Reflex wrote:LOL! You really ought to get out more. There's a Free Thinker magazine. Look it up.
So there is. Anyway, back to the issue:
Reflex wrote:I would argue that you are not skeptical enough of your own understanding and 'knowledge.'
Very well; let's see this argument.
Reflex wrote:You have to be willing to get out of your head, to actively unknow by putting all thinking aside, by listening with a kind of passive receptivity.
This is precisely the sort of cobblers that makes religion dangerous. Christianity was invented by the Romans in an attempt to mollify the increasingly messianic Jerusalem. Christ actually means messiah. People who didn't listen passively faced the full fury of Rome. The Jews refused to accept the pacifist Jesus as their messiah and have been paying the price ever since. Mohammed came along, recognised a good wheeze and created his own version, Islam, etymologically from the same root as salem, as in Jerusalem, it means peace. It also means submission.
Reflex wrote:Only in this way can you transcend the limitations of looking from your preestablished point of view and becomes united with the One -- to see, as it were, from another dimension.
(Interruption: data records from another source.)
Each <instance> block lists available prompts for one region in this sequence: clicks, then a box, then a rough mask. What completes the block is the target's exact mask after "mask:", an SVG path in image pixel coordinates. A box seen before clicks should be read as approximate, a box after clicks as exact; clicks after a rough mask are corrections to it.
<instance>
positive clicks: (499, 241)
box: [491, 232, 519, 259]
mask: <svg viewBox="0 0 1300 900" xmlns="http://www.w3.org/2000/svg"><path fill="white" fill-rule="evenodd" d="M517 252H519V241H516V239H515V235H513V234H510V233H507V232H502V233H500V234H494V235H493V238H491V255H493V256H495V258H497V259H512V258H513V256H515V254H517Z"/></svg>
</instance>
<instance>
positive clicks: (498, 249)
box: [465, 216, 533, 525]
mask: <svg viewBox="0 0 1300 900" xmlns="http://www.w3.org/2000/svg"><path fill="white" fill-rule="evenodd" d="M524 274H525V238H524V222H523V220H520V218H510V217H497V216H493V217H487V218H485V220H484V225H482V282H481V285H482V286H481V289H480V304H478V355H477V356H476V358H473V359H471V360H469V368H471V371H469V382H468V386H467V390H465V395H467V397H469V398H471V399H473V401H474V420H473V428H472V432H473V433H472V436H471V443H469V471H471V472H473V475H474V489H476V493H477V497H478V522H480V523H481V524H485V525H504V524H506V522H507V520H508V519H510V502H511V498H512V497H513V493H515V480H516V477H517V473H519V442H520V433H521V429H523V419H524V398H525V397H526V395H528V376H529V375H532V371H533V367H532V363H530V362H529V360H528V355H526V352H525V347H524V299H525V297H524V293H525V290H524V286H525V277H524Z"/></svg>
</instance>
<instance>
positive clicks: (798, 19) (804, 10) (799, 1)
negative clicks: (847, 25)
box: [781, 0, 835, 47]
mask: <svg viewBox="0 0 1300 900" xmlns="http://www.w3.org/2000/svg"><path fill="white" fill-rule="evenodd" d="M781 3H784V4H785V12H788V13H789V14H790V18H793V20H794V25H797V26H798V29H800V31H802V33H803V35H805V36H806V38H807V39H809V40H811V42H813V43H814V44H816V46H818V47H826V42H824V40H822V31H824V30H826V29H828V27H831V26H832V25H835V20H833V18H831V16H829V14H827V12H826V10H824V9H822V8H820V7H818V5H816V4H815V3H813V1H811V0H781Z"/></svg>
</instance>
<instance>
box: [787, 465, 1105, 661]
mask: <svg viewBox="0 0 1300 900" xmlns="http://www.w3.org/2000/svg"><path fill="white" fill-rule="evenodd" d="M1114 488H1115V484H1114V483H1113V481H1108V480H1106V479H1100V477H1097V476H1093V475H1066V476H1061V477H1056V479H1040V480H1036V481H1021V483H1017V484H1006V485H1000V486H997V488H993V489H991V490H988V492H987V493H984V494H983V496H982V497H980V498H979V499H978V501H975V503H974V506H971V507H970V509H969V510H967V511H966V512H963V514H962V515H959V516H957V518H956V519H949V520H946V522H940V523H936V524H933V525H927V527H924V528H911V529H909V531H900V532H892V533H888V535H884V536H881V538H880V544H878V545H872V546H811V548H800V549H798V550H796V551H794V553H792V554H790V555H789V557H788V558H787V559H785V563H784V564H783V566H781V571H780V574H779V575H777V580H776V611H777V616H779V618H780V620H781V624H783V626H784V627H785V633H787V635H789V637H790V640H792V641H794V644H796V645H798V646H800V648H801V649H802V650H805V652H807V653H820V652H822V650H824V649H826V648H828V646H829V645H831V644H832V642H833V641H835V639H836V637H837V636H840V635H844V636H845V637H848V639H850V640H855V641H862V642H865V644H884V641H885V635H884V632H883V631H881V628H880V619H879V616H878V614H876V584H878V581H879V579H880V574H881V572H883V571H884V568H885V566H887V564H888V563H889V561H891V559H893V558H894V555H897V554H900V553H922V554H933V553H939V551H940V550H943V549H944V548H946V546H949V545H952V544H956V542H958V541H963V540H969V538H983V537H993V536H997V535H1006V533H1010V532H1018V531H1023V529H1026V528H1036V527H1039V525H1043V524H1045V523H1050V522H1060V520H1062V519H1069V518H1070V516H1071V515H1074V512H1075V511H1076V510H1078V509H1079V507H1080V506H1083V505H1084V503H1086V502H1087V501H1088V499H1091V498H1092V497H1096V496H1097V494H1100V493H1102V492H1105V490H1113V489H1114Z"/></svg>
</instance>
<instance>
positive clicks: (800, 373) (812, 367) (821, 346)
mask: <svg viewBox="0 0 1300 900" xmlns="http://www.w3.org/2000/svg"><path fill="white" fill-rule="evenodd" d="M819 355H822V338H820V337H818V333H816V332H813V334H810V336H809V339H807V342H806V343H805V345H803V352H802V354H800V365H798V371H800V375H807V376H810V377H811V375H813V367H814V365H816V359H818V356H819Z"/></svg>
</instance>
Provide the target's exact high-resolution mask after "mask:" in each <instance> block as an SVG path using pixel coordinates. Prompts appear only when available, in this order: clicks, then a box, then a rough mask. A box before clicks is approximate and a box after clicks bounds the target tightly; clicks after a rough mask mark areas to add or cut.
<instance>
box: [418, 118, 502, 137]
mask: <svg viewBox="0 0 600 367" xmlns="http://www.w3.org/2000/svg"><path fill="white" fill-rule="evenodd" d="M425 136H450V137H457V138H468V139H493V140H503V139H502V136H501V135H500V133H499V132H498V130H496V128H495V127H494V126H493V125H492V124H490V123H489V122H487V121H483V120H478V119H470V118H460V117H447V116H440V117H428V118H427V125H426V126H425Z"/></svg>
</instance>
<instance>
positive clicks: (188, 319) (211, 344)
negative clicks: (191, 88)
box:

So this was just nonsense:
Reflex wrote:Have you ever made a leap from the observable known to the logical but invisible unknown?
There is in fact no logic to it.
And this:
Reflex wrote:The problem is this: an abstraction does not exist until it is triggered by the perception of something that needs to be defined.
There is in fact, nothing to perceive except by switching off all critical faculties. What sort of idiot god would furnish us with cerebral capacities, the only function of which is to blind us to his existence? Wassat? One who gave us free will? Just to test us? And to burn the failures forever in Hell?
I really don't know if god exists, but I am quite certain that if there is any such thing, it does not exist in any form that just happens to suit the ambitions of ancient and medieval imperialists.
Anyhow, Atto: how could god logically exist? Well, since I have not been party to the experiences that have informed your beliefs, I had to make something up, based on the objective evidence. I told my children that once upon a 13.78 billion years ago, there was a tiny thought. It was everywhere, it knew everything and it could do anything. But there was nowhere to go, no one to know and nothing to do, so the tiny thought blew itself up into the universe. As for your soul, well whatever the universe is made of, we are made of the same stuff and by some miracle, our consciousness is a product of it. I really don't know how consciousness works, but I do know that every example I have ever witnessed, has been associated with the electromagnetic activity of a brain. It is conceivable that consciousness is the field, in the way that light is the field associated with a light bulb. It is therefore logically possible that consciousness survives the death of the brain, much as there are stars you can see that went out aeons ago. I could easily believe that. I just happen not to.